Search code examples
algorithmparsinggrammarcontext-free-grammarebnf

How can I transform an Extended Backus Naur Grammar to its normal representation?


I have a grammar that contains expressions between brackets '{}' which represents 0 or more times that expression, and expressions between square brackets '[]', which represent 1 or none times that expression, I think this kind of grammars are called Extended Backus-Naur Form Grammars. I would like to transform the grammar to its normal form (where there are not brackets nor square brackets).

Is there an existing algorithm to do that?

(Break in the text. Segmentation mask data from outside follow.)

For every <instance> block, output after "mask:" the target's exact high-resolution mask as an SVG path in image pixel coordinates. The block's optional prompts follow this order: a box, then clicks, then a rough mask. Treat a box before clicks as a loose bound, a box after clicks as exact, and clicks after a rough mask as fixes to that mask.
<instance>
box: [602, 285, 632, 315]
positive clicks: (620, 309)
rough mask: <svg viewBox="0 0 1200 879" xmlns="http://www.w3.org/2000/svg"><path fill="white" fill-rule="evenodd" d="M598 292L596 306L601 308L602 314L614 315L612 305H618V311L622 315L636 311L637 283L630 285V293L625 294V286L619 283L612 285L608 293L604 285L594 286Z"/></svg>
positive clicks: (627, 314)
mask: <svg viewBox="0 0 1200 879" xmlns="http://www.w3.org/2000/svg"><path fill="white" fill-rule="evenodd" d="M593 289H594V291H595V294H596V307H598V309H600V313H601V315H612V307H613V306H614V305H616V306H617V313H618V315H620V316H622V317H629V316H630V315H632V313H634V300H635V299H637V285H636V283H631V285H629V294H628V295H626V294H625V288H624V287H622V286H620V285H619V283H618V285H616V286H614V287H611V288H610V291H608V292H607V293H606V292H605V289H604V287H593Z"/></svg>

I know that I can substitute something like A--> B[CD]E to A-->BE, A--> BCDE but I would like to know if there are existing algorithms that I could implement in order to transform those expressions.


Solution

  • The most straightforward way to do that is to replace every EBNF construct with a new rule. Here are the equivalences you can use:

    Option

    A ::= B [C D] E ;
    
    A ::= B X E ;
    X ::= C D | ɛ ;
    

    Where ɛ represents the empty string.

    Repetition

    A ::= B {C D} E ;
    

    Zero or more times:

    A ::= B X E ;
    X ::= C D X | ɛ ;
    

    One or more times:

    A ::= B X E ;
    X ::= C D | C D X ;
    

    Grouping

    A ::= B (C D) E ;
    
    A ::= B X E ;
    X ::= C D ;
    

    Apply these transformations recursively and you'll end up with vanilla BNF.